INCITTI - Almanca'ya çeviri

verletzt
incitmek
zarar
yaralamak
kırmak
üzmek
ihlal
canını yakmak
incinmesini
gücendirmek
wehgetan
zarar
incitti
acıtmış
incitiyorsun
acı
tut weh
acıyor
ağrıyor
can yakar
kränkt
kırmak
gücendirmek
üzmek
kızdırmak
incitmek
incitirler
hakaret
verletzte
incitmek
zarar
yaralamak
kırmak
üzmek
ihlal
canını yakmak
incinmesini
gücendirmek

Incitti Turkce kullanımına örnekler ve bunların Almanca çevirileri

{-}
  • Colloquial category close
  • Ecclesiastic category close
  • Ecclesiastic category close
  • Programming category close
  • Computer category close
Abed, robotluk yaparak Troyun hislerini incitti.
Abed verletzte Troys Gefühle, weil er ein Roboter war.
O aşağılık biri ve size yakın olan insanları incitti.
Er ist abscheulich und verletzt die Menschen, die dir nahe standen.
Ama bu egosunu incitti.
Aber das verletzte sein Ego.
Ancak okuduğum bazı şeyler beni gerçekten incitti.
Sachen, die ich gelesen habe wirklich verletzt.
Beni en çok o incitti.
Er verletzte mich am meisten.
Ancak okuduğum bazı şeyler beni gerçekten incitti.
Doch haben mich manche Sachen, die ich gelesen habe wirklich verletzt.
Yaptığı bir çok insanı incitti.
Aber sie hat die Gefühle einiger Menschen verletzt.
Bu cidden beni incitti.
Das verletzt jetzt wirklich meine Gefühle.
Siz gelmeden az önce Doug aptalca bir şey söyledi. Duygularımı incitti.
Doug hat vorher etwas gesagt und damit meine Gefühle verletzt.
Tom bacağını incitti ve neredeyse yürüyemiyor.
Seine Beine taten weh und konnten ihn fast nicht mehr tragen.
Bu beni incitti çünki takdir edilmedim yeterince.
Das kränkte mich, weil ich mich nicht richtig geschätzt fühlte.
Neredeyse oradaki herkesi incitti, ama gerçekten çok mükemmeldi.
Er hat da jeden gekränkt, aber er war brillant.
yine de sözleri beni incitti.
aber seine Worte verletzen trotzdem meine Gefühle.

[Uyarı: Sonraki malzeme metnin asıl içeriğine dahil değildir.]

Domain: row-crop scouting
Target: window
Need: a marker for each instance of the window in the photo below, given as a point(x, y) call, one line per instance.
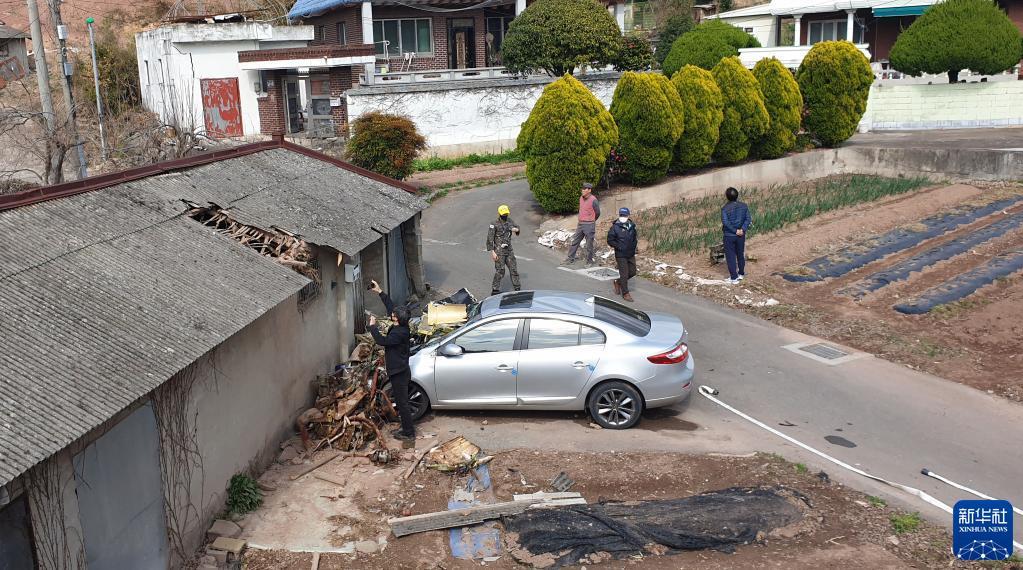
point(548, 333)
point(630, 320)
point(492, 337)
point(833, 30)
point(394, 37)
point(589, 336)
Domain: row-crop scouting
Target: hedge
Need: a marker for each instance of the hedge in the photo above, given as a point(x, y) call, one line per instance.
point(705, 45)
point(957, 35)
point(746, 117)
point(566, 141)
point(835, 80)
point(650, 118)
point(785, 106)
point(385, 143)
point(703, 106)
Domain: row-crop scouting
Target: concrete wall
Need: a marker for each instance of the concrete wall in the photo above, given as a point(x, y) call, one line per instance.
point(936, 164)
point(173, 60)
point(472, 116)
point(944, 105)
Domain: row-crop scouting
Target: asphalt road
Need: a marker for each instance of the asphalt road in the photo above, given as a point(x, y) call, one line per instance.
point(898, 420)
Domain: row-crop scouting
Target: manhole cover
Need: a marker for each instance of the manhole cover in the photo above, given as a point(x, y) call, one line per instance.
point(825, 351)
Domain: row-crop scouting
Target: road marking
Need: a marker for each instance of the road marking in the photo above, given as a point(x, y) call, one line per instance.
point(798, 349)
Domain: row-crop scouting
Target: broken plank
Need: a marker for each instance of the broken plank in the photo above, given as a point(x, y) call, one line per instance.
point(548, 496)
point(458, 517)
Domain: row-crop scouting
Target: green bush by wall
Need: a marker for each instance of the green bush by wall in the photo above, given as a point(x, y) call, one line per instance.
point(650, 118)
point(746, 117)
point(959, 35)
point(785, 106)
point(566, 141)
point(835, 80)
point(703, 107)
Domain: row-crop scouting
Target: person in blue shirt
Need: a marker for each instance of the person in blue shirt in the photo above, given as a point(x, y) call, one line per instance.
point(736, 222)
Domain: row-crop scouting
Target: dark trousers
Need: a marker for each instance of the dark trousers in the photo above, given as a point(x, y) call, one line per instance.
point(505, 258)
point(735, 253)
point(626, 270)
point(587, 230)
point(399, 388)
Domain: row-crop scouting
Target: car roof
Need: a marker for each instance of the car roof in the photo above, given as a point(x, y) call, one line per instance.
point(565, 302)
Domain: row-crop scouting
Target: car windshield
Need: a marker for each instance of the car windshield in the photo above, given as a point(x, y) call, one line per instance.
point(630, 320)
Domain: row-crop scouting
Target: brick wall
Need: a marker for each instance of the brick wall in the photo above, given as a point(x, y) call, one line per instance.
point(271, 107)
point(994, 103)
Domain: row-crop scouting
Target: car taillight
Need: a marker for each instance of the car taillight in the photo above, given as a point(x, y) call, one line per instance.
point(673, 356)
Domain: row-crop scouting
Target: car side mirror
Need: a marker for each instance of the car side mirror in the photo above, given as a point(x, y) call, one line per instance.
point(451, 349)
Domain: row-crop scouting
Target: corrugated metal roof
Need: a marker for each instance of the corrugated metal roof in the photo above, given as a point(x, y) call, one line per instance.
point(107, 294)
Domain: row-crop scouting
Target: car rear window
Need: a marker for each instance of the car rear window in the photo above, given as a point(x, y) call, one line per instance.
point(630, 320)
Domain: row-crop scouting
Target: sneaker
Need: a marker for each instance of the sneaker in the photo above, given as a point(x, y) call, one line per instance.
point(398, 434)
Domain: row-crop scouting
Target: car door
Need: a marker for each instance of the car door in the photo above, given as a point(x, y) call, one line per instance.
point(557, 360)
point(485, 373)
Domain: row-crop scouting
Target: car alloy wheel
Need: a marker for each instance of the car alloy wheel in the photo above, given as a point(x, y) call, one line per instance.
point(616, 406)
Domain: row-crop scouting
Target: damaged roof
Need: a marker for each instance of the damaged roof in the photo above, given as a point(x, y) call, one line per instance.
point(112, 291)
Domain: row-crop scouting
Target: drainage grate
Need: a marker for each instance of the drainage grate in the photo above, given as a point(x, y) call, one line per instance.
point(825, 351)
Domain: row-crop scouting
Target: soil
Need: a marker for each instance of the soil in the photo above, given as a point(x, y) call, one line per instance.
point(975, 341)
point(842, 529)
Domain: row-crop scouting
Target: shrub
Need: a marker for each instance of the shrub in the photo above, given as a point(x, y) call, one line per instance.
point(566, 141)
point(634, 54)
point(705, 45)
point(785, 107)
point(835, 80)
point(745, 115)
point(671, 31)
point(558, 36)
point(243, 494)
point(385, 143)
point(957, 35)
point(650, 118)
point(703, 106)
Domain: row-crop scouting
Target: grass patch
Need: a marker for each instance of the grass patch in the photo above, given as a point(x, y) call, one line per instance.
point(693, 225)
point(436, 163)
point(905, 523)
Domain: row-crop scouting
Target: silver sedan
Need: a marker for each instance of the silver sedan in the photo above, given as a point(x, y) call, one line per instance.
point(559, 351)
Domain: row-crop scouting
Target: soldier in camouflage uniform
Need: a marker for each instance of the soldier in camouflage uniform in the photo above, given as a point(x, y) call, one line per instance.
point(499, 246)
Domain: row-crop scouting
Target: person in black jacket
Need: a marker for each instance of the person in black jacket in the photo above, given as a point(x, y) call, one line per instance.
point(624, 238)
point(396, 351)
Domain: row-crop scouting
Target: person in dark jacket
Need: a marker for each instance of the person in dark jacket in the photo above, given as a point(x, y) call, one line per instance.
point(624, 238)
point(736, 222)
point(396, 351)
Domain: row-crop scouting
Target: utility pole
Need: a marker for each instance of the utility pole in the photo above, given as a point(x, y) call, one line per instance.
point(95, 79)
point(45, 98)
point(67, 70)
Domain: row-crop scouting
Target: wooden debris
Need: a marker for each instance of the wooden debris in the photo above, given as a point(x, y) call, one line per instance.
point(459, 517)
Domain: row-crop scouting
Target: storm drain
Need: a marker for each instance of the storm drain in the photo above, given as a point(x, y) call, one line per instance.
point(825, 353)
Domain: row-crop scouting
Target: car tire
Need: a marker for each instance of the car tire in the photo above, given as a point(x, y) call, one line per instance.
point(615, 405)
point(417, 399)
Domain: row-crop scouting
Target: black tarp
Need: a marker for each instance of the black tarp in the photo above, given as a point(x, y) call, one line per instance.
point(718, 520)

Yakınlarda beni pek çok erkek incitti, onlardan biri olma.
Mich verletzten neulich viele Männer. Bitte sei keiner von ihnen.

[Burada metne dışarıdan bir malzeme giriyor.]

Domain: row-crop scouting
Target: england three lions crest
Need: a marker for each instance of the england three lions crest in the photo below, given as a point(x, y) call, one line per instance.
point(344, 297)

Bu beni incitti ve geleceğe dair bir değişim yaratmanın anlamı nedir diye düşündürdü?
Ich war gekränkt und ich dachte,"Wozu sollte ich die Zukunft ändern?
Bu beni ne kadar incitti, biliyor musun?
Weißt du, wie weh das tat?
En çok ne incitti biliyor musun?
Weißt du, was am meisten schmerzt?
Çünkü evimize geldi ve seni incitti. Senin için Javiden kurtulmam gerekiyordu.
Deinetwegen. Weil er hier eingedrungen ist und dich verletzt hat… und du hast dir das von mir gewünscht.
Kim incitti? Oh, hepinize çok teşekkür ederim.
Wer hat dich verletzt? Vielen Dank euch allen.
Beni o kadar incitti ki o an orada bırakmak istedim.
Es schmerzte so sehr, dass ich auf der Stelle aufgeben wollte.